Output: Output of Self

For complex, recursive pattern

By default, all the 'parser-generating' functions consumes input Parser and returns a new instance. These processes create new generic Parser object entirely at compile-time.

However, in some cases, you may want to define a recursive parser. Which involves 'reference-of-parser' or 'virtual-class-like' structure.

Luckily, Rust std provides wrapper for these cases. Rc, RefCell, Box are the most common ones.

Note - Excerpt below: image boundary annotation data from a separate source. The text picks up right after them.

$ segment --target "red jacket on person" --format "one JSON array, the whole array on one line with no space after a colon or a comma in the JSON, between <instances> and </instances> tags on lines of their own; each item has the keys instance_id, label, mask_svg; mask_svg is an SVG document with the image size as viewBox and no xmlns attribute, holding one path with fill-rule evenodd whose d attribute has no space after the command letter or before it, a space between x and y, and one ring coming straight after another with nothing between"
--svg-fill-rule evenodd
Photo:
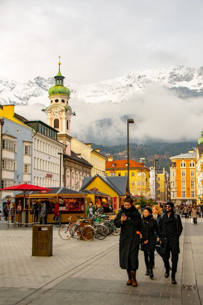
<instances>
[{"instance_id":1,"label":"red jacket on person","mask_svg":"<svg viewBox=\"0 0 203 305\"><path fill-rule=\"evenodd\" d=\"M54 206L54 216L59 217L59 206L58 203L56 203Z\"/></svg>"}]
</instances>

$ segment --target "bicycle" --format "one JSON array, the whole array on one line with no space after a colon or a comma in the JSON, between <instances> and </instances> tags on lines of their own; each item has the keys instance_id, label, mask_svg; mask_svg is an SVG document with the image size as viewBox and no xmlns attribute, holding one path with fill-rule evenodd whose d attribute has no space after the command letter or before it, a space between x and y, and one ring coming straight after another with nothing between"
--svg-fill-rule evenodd
<instances>
[{"instance_id":1,"label":"bicycle","mask_svg":"<svg viewBox=\"0 0 203 305\"><path fill-rule=\"evenodd\" d=\"M70 220L71 216L68 218ZM81 219L81 222L77 223L74 225L69 222L67 224L61 226L59 229L59 234L60 237L63 239L69 239L73 237L76 233L78 239L80 236L85 240L93 240L95 235L94 229L91 226L85 226L84 223L89 223L85 219Z\"/></svg>"}]
</instances>

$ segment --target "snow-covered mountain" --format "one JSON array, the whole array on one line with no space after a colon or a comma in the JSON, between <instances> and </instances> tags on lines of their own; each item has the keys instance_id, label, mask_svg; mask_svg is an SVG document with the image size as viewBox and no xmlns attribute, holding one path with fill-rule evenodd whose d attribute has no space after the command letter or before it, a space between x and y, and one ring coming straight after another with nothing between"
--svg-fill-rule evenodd
<instances>
[{"instance_id":1,"label":"snow-covered mountain","mask_svg":"<svg viewBox=\"0 0 203 305\"><path fill-rule=\"evenodd\" d=\"M63 74L66 76L65 71ZM64 84L70 90L71 97L86 103L120 103L155 84L175 91L183 98L203 96L203 66L198 70L177 65L156 70L135 70L123 77L87 85L69 83L66 79ZM0 76L0 103L48 106L48 91L55 83L53 77L46 80L37 76L27 83L18 83Z\"/></svg>"}]
</instances>

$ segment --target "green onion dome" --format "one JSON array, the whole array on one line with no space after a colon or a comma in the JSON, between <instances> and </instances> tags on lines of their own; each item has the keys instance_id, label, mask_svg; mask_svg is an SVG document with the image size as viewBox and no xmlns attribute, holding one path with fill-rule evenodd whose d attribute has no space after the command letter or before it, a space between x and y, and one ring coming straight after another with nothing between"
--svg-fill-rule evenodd
<instances>
[{"instance_id":1,"label":"green onion dome","mask_svg":"<svg viewBox=\"0 0 203 305\"><path fill-rule=\"evenodd\" d=\"M203 131L201 133L201 138L199 139L198 142L199 145L200 144L201 144L202 143L203 143Z\"/></svg>"},{"instance_id":2,"label":"green onion dome","mask_svg":"<svg viewBox=\"0 0 203 305\"><path fill-rule=\"evenodd\" d=\"M49 95L62 94L63 95L67 95L69 96L70 94L70 91L69 89L63 85L63 80L65 77L63 76L60 72L60 65L61 63L60 62L59 63L59 70L57 75L54 77L55 80L55 86L49 89L48 92Z\"/></svg>"},{"instance_id":3,"label":"green onion dome","mask_svg":"<svg viewBox=\"0 0 203 305\"><path fill-rule=\"evenodd\" d=\"M70 91L66 87L61 85L56 85L49 89L48 92L49 95L55 94L62 94L69 96Z\"/></svg>"}]
</instances>

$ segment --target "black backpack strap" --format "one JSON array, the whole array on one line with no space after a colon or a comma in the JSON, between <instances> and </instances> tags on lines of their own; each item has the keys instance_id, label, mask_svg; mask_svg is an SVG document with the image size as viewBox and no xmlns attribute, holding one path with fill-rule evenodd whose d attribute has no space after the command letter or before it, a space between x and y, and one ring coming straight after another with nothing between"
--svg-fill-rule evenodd
<instances>
[{"instance_id":1,"label":"black backpack strap","mask_svg":"<svg viewBox=\"0 0 203 305\"><path fill-rule=\"evenodd\" d=\"M163 221L163 216L164 216L164 214L163 213L162 213L162 214L161 214L161 216L160 216L160 222L162 226L162 227L163 227L162 221Z\"/></svg>"},{"instance_id":2,"label":"black backpack strap","mask_svg":"<svg viewBox=\"0 0 203 305\"><path fill-rule=\"evenodd\" d=\"M178 231L178 216L177 215L177 214L175 213L174 213L174 218L175 219L175 220L176 221L176 227L177 227L177 230Z\"/></svg>"}]
</instances>

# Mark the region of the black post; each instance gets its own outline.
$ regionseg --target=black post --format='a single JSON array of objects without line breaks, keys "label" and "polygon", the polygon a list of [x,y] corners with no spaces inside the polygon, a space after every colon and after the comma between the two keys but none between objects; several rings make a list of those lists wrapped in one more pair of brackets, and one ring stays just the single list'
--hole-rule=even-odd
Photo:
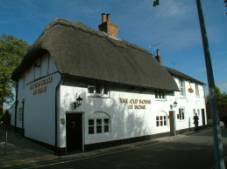
[{"label": "black post", "polygon": [[216,96],[214,92],[215,82],[214,82],[214,75],[212,70],[211,56],[209,51],[209,43],[208,43],[207,32],[205,28],[205,21],[204,21],[201,1],[196,0],[196,4],[197,4],[198,15],[199,15],[202,41],[203,41],[203,50],[204,50],[204,57],[206,62],[207,79],[208,79],[209,95],[210,95],[209,99],[210,99],[211,111],[212,111],[215,169],[225,169],[222,136],[221,136],[220,122],[219,122],[219,113],[218,113],[218,107],[216,102]]}]

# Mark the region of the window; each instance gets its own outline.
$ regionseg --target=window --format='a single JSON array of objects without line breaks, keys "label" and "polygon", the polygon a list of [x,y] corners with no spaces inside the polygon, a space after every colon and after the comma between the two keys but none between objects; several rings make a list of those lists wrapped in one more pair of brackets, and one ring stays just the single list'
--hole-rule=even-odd
[{"label": "window", "polygon": [[179,80],[179,89],[180,95],[185,96],[185,82],[183,80]]},{"label": "window", "polygon": [[[96,123],[95,123],[96,122]],[[95,131],[96,128],[96,131]],[[88,134],[108,133],[110,131],[110,119],[89,119],[88,120]]]},{"label": "window", "polygon": [[88,119],[88,134],[103,134],[110,132],[110,115],[106,112],[95,112]]},{"label": "window", "polygon": [[19,111],[18,111],[18,120],[19,120],[20,122],[23,121],[23,108],[22,108],[22,107],[19,108]]},{"label": "window", "polygon": [[102,119],[96,119],[96,132],[102,133]]},{"label": "window", "polygon": [[195,84],[195,95],[199,96],[199,86],[198,86],[198,84]]},{"label": "window", "polygon": [[156,126],[159,126],[159,116],[156,116]]},{"label": "window", "polygon": [[197,115],[200,116],[200,110],[199,109],[197,109]]},{"label": "window", "polygon": [[95,86],[88,86],[88,93],[94,94],[95,93]]},{"label": "window", "polygon": [[167,126],[167,117],[166,116],[156,116],[156,126]]},{"label": "window", "polygon": [[95,133],[95,122],[93,119],[88,120],[88,133],[89,134]]},{"label": "window", "polygon": [[184,114],[185,114],[184,108],[179,108],[179,112],[177,114],[177,119],[184,120]]},{"label": "window", "polygon": [[109,125],[110,125],[109,119],[104,119],[104,132],[105,133],[109,132]]},{"label": "window", "polygon": [[164,92],[155,92],[155,99],[165,99],[165,93]]},{"label": "window", "polygon": [[100,85],[88,86],[88,93],[93,95],[93,96],[105,97],[105,96],[108,96],[109,90],[108,90],[107,87],[103,87],[103,86],[100,86]]}]

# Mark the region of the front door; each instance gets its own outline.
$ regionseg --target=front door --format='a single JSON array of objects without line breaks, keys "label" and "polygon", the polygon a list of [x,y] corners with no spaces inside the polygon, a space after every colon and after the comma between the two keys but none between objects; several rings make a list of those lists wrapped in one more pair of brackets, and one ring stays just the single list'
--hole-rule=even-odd
[{"label": "front door", "polygon": [[82,151],[82,114],[66,114],[67,151]]},{"label": "front door", "polygon": [[169,126],[170,126],[170,135],[176,135],[176,127],[175,127],[175,116],[174,111],[169,111]]},{"label": "front door", "polygon": [[203,123],[203,126],[205,126],[206,125],[205,110],[204,109],[201,109],[201,112],[202,112],[202,123]]}]

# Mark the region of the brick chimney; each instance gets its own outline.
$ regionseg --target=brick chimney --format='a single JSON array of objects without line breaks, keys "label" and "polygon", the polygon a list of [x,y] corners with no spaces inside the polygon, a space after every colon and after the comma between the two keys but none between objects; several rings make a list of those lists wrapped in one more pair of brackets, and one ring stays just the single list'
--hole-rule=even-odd
[{"label": "brick chimney", "polygon": [[155,59],[158,61],[158,63],[162,64],[162,58],[161,58],[161,54],[160,54],[160,49],[156,50]]},{"label": "brick chimney", "polygon": [[114,38],[117,38],[118,36],[118,26],[110,21],[109,13],[101,14],[101,24],[99,25],[99,30]]}]

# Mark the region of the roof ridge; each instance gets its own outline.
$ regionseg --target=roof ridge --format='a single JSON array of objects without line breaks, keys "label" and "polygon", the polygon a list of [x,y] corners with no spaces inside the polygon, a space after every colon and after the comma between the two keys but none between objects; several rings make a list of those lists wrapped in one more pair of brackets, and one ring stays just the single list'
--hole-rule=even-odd
[{"label": "roof ridge", "polygon": [[93,28],[89,28],[88,26],[86,26],[82,22],[72,22],[72,21],[69,21],[69,20],[66,20],[66,19],[62,19],[62,18],[56,18],[53,22],[49,23],[47,25],[47,27],[43,30],[42,34],[39,36],[37,41],[42,41],[41,39],[42,39],[43,35],[45,35],[45,33],[47,31],[49,31],[52,27],[54,27],[56,25],[63,25],[63,26],[66,26],[66,27],[72,27],[73,29],[76,28],[76,29],[79,29],[79,30],[84,31],[86,33],[90,33],[90,34],[105,38],[106,40],[108,40],[109,42],[111,42],[115,46],[131,47],[131,48],[134,48],[136,50],[146,52],[146,53],[148,53],[149,55],[152,56],[152,53],[150,53],[148,50],[146,50],[142,47],[137,46],[136,44],[130,43],[126,40],[117,40],[117,39],[111,38],[105,32],[101,32],[101,31],[97,31]]}]

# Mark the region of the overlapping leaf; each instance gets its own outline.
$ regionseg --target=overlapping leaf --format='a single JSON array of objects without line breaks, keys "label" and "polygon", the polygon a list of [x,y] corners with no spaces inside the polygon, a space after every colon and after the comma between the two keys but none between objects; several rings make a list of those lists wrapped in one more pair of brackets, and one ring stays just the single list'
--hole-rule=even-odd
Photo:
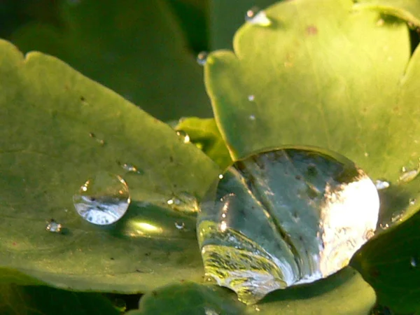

For Rc and RefCell, you can wrap any parser with them. They will be treated as a Parser object.

// making shared, interior-mutable parser
let hello_parser = "hello".into_parser();
let hello_parser = std::cell::RefCell::new(hello_parser);
let hello_parser = std::rc::Rc::new(hello_parser);

For Box, you can use DynBox* to wrap any parser. With DynBox*, you can assign any parser with same Output type.

let hello_parser = "hello".into_parser();

let mut dynamic_parser: DynBoxChars<(char,)> = Default::new(); // Default implemented
dynamic_parser.parse( "hello".chars() ); // this will panic, since the parser is not assigned yet

// set dynamic_parser to hello_parser
dynamic_parser.assign( "hello" );
let res = dynamic_parser.parse( "hello".chars() ); // success

// set dynamic_parser to digit_parser
dynamic_parser.assign( '0'..='9' );
let res = dynamic_parser.parse( "01234".chars() ); // success

Default trait is implemented with always-panic-parser. You must assign it later.

For now, there are three types of DynBox*:

  • DynBoxChars<Output>: for std::str::Chars
  • DynBoxSlice<Output,T>: for std::iter::Cloned<std::slice::Iter<T>>
  • DynBoxSliceCopied<Output,T>: for std::iter::Copied<std::slice::Iter<T>> Once you wrap the parser through DynBox*, you can only use corresponding iterator in parse(...).

You can refer HERE to implement for other iterator types.